Sometimes you get this feeling, like you just need to leave. To run away, pack a small bag and go anywhere. Out into the country or over the sea. Anywhere you’d see a different sunset, anywhere no one would know your name. Anywhere you could be someone new.
And then you have one of those London days where cold clouds burn off too late and the evening is strangely sultry and everyone is looking around surprised like how did this come to be, and everyone has got in a park and all the restaurants have their fronts folded back and their windows open and people are sitting outside remembering romantic trips to the south of France. And you take a long back route walk home, see Georgian terraces turn into Victorian semi detached and then pre war semis.
Somehow the evening light is blue and not that smog smudgy grey. Everywhere looks beautiful, peaceful. There are no cars in the back roads, and for a moment you are so perfectly alone you can stand in the middle of the road looking up at the evening light, and the aeroplane trails in the sky.
Walking further, people begin to reappear. Couples leave the park, passing bottles of wine between them. A fitness group is drifting apart towards the stations or the bus stops. Every house that has a balcony has someone on it, and every flat roof has someone smoking a cigarette.
For a while the houses are so big, they seem almost American, and yet they are perfect in this south London suburb. As the road begins to climb the hill, every house seems to have roses in the front garden, their colours deepening in the late July dusk.

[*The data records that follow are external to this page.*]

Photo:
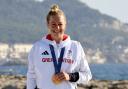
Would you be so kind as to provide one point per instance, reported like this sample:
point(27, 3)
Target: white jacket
point(41, 68)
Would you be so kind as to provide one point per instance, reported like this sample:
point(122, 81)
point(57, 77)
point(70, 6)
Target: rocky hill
point(103, 37)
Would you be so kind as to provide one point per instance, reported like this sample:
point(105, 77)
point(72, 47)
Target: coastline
point(19, 82)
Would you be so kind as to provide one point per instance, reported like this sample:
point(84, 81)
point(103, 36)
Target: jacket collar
point(48, 40)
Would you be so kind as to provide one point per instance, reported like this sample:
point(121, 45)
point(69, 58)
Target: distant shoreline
point(19, 82)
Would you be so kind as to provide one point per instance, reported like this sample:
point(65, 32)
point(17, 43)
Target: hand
point(62, 76)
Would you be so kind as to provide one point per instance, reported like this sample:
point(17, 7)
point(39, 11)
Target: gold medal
point(54, 80)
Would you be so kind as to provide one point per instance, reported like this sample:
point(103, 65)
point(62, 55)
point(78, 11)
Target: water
point(99, 71)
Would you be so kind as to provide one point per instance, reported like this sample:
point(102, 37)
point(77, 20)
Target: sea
point(99, 71)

The music sings “how does it feel?” And it feels like rebirth. Like the summer light is washing away your cares, and each step of your tired leg is reminding you that you are not a rolling stone. You are not wandering through the world, these quiet streets are everything you’ve always known. This is your country, this is your sea. These simple curving roads where every house is different and new sit alongside old in a happy, relaxed jumble, just as beautiful as anything you’ve ever seen. As beautiful as the turreted mini mansions of the Washington DC streets leading up to National Cathedral, or the steeply winding back streets in the South of France.
You fall in love softly, with every quiet step, as true dusk falls. As you reach your own road, the only light is from flickering TV screens, and street lights half obscured by trees. No one stirs as you turn your corner, except the three street cats; milkpaws, colonel fluffy, and fatty tangerine, who wind themselves around your legs, head butting your shins with their soft faces, welcoming you home like a grand committee sent from heaven because that’s exactly what you need.
And then you are at home, leaning against the kitchen counter, waiting for the kettle to boil. Life is ordinary again, but the calm remains, born of a moment of quiet in the wild, a moment of wildness in the quiet streets. Solitude amongst a city of eight million, strangeness in a familiar land.